Ford to cut jobs, idle plants, change lineup in Europe
Ford Motor Co. plans to revive its unprofitable European business by cutting salaried and hourly workers, ending production at plants in France and Germany, eliminating less-profitable vehicles like the C-Max from the lineup there, and possibly exiting a Russian joint venture.
The developing plans are part of CEO Jim Hackett's ongoing global restructuring of the Dearborn-based automaker — expected to also affect Ford salaried employees in North America. Hackett and his executives plan to spend $11 billion to fix struggling sections of the company abroad and cut costs in the U.S.
Europe has been a tough market for foreign brands in recent years. Lagging profits and the need for yet more investment to remain competitive prompted General Motors Co. CEO Mary Barra to sell off the company's European business in 2017. Ford has lost hundreds of millions in Europe in recent years. Through the third quarter of 2018, Ford had lost $119 million there.
"We have a good core to our business, but we need to get to sustainability," Steven Armstrong, group vice president and president, Europe, Middle East and Africa, said Thursday. "We need to reset the business today and redesign the business for the future."
Jim Farley, Ford president of global markets, said Wednesday that restructuring plans for Europe and South America will differ from whatever Ford decides to do in North America.
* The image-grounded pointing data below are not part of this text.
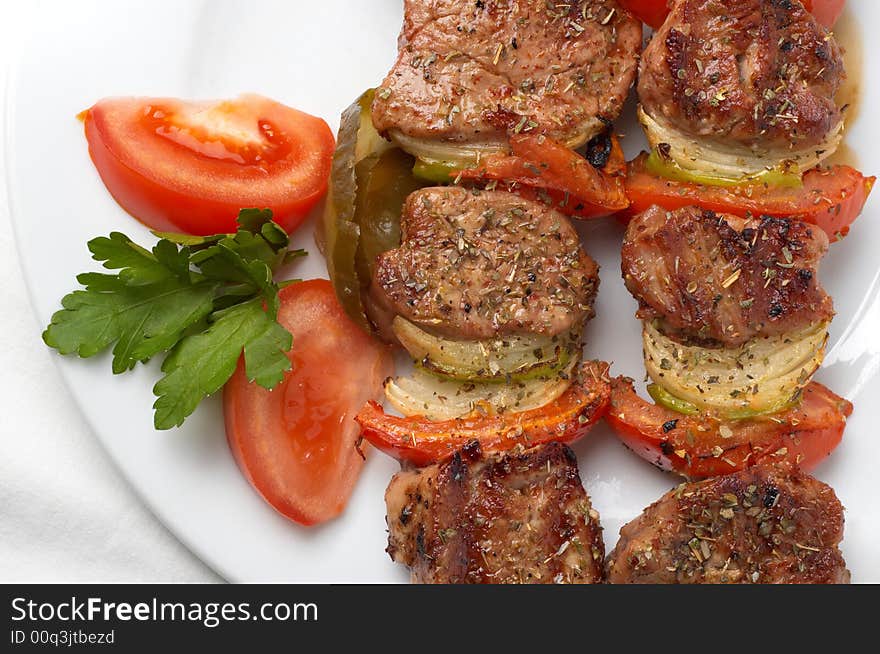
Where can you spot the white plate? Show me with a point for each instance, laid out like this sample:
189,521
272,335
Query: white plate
318,56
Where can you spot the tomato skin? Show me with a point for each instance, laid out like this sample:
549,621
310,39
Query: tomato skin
831,198
693,446
541,169
654,12
650,12
185,171
297,443
827,12
421,442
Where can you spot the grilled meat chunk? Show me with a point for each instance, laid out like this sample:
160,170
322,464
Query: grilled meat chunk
468,73
760,75
476,265
762,525
715,279
518,517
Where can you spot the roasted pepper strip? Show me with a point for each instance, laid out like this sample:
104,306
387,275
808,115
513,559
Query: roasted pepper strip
421,441
700,446
831,198
539,168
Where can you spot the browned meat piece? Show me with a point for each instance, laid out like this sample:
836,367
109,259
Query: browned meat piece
763,525
520,517
717,279
760,74
476,265
470,72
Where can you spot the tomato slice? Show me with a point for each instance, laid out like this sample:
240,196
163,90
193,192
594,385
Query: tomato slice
542,169
421,441
831,198
650,12
705,446
297,444
190,166
827,12
654,12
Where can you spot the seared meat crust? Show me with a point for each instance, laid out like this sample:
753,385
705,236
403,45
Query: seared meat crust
716,279
519,517
762,525
481,264
470,72
758,73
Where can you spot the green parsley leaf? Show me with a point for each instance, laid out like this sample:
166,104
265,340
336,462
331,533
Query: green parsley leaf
200,365
202,299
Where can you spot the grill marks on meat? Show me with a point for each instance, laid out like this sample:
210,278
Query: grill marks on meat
760,73
520,517
476,265
470,72
717,279
762,525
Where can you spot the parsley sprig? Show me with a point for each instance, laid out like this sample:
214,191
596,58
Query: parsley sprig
201,300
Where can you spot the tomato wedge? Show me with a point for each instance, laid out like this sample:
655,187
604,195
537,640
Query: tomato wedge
704,446
190,166
539,168
421,441
297,443
650,12
831,198
654,12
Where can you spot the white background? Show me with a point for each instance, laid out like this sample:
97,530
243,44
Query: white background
66,515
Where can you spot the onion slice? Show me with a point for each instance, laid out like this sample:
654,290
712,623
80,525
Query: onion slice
426,395
715,158
503,359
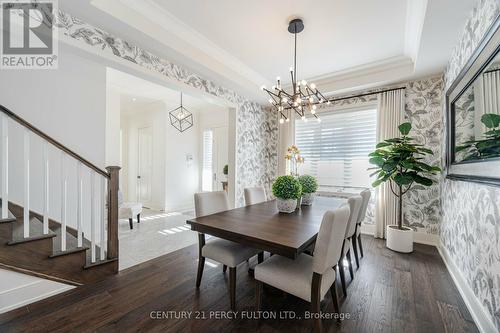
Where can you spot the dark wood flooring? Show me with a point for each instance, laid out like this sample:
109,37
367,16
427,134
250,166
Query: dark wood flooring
391,292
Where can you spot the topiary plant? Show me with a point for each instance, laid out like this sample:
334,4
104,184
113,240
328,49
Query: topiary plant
399,161
287,187
309,184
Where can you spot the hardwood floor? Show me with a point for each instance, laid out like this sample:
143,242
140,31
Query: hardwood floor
391,292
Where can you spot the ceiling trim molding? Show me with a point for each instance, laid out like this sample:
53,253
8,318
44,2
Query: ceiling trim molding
415,19
363,76
155,21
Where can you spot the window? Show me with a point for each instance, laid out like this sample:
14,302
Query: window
206,177
336,150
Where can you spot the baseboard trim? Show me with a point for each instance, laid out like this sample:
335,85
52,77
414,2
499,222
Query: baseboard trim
418,237
479,314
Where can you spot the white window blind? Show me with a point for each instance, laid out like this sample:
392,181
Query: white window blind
336,150
206,178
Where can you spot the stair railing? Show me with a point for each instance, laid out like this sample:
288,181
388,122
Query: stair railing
100,227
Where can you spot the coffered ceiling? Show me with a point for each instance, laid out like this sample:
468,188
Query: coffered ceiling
346,45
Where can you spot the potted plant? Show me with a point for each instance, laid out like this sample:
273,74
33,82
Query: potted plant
287,190
309,187
399,162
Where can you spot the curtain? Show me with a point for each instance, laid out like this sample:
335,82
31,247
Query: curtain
391,106
286,139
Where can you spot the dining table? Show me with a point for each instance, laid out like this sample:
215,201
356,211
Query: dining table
262,226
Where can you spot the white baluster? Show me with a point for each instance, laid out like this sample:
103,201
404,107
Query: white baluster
64,196
46,186
102,221
79,216
92,217
5,167
26,212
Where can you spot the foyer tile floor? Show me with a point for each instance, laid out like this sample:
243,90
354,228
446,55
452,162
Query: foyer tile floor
158,233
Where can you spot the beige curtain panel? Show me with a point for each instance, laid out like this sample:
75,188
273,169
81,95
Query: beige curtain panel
391,106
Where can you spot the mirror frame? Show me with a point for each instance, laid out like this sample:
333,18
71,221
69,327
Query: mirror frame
486,171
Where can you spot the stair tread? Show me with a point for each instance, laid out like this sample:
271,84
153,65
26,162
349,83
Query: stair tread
36,230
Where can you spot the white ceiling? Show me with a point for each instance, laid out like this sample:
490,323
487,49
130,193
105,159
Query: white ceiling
136,93
346,45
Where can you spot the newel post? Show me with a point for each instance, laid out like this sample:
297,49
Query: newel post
113,186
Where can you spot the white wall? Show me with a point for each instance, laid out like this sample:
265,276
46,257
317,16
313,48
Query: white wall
154,116
69,104
19,289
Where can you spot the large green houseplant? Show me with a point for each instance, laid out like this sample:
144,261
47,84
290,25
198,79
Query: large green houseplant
400,162
287,190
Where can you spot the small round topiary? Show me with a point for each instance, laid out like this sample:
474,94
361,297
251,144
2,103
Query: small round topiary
287,187
309,184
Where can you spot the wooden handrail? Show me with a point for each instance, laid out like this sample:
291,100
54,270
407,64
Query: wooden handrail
52,141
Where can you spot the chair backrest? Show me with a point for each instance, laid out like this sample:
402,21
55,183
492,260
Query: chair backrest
354,203
328,248
255,195
207,203
366,194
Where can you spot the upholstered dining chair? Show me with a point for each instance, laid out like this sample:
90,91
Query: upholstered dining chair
365,194
228,253
354,203
308,277
255,195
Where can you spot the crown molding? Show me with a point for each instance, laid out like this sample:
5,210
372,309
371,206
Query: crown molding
156,22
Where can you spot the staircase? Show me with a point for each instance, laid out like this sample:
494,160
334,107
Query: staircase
78,244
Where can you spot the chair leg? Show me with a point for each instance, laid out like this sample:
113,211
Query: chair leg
316,301
342,277
201,259
348,256
333,292
260,257
355,248
232,287
258,294
360,246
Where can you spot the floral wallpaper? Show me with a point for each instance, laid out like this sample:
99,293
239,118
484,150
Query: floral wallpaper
256,128
423,108
470,227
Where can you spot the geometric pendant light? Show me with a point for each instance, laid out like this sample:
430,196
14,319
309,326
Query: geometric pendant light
181,118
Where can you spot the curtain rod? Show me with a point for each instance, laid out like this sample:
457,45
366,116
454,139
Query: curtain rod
365,94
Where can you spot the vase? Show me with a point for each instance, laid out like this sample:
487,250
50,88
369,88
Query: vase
286,205
308,198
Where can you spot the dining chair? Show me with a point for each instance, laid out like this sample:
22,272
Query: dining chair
228,253
365,194
308,277
255,195
354,203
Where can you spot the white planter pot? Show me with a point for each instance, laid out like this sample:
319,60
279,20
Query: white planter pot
399,240
286,205
308,198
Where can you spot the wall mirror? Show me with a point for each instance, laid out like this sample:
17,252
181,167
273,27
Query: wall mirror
473,114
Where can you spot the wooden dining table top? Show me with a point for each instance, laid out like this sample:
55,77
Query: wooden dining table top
262,226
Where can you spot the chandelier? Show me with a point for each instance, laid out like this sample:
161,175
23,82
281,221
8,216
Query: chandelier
181,118
304,97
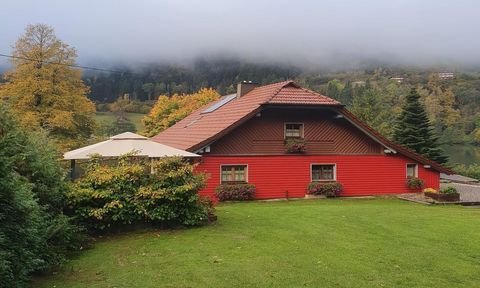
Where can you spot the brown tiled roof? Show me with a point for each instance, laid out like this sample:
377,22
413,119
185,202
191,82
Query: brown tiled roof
200,129
390,144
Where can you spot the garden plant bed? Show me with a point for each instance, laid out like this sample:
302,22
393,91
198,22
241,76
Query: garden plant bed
444,197
329,243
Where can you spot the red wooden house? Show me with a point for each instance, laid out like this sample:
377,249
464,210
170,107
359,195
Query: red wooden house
242,138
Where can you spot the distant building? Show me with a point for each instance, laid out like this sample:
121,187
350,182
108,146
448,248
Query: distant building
446,75
398,79
358,83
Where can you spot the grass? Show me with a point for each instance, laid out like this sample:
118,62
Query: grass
309,243
109,117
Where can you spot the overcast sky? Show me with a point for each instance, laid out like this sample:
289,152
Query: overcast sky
315,33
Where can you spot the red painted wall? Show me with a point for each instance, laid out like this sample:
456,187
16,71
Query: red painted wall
360,175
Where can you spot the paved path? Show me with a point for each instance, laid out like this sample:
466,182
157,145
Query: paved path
468,192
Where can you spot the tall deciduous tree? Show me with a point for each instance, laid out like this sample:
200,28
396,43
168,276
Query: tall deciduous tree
46,91
414,131
169,110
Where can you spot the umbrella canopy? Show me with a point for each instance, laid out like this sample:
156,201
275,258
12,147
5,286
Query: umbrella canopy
125,143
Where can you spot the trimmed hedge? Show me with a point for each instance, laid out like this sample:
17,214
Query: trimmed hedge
329,189
235,192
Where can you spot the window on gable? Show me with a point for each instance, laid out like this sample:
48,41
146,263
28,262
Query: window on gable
412,170
234,173
323,172
293,130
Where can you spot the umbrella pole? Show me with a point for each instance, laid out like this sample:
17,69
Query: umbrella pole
72,169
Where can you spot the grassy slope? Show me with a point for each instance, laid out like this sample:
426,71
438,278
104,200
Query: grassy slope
317,243
109,117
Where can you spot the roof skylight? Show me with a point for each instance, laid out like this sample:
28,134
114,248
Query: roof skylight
223,101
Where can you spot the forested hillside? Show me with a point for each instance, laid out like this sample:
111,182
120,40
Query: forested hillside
374,95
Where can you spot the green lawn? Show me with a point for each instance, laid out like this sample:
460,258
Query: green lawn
109,117
308,243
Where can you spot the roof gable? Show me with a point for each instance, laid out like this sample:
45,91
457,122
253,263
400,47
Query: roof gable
200,128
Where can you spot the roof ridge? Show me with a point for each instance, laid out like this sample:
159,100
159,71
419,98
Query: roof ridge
275,93
313,92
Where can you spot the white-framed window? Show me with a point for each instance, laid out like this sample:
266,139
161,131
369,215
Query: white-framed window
324,172
412,170
293,130
236,173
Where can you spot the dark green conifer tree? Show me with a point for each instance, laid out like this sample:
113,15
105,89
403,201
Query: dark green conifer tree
415,132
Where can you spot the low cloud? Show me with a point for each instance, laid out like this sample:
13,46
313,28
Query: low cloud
316,34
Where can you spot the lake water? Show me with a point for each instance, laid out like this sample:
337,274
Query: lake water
463,153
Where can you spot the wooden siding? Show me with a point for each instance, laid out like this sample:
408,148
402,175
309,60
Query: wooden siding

"The situation of South American or Europe is quite different," he said. "Those businesses, we see a really healthy business within them. So restructuring will be a piece of that. Over the next months and weeks, you’re going to hear more."
Ford employs roughly 54,000 people throughout its European operations. News of Ford's pending job cuts comes the same day British media are reporting Jaguar Land Rover could announce up to 5,000 job cuts amid uncertainty about "Brexit," the United Kingdom's looming departure from the European Union.
Brexit has also hit Ford's wallet in the last year. Armstrong said the actions announced Thursday in Europe were not a direct result of Brexit, but the automaker would have to re-evaluate what it announced Thursday should the effects of Brexit in March be harsher than expected.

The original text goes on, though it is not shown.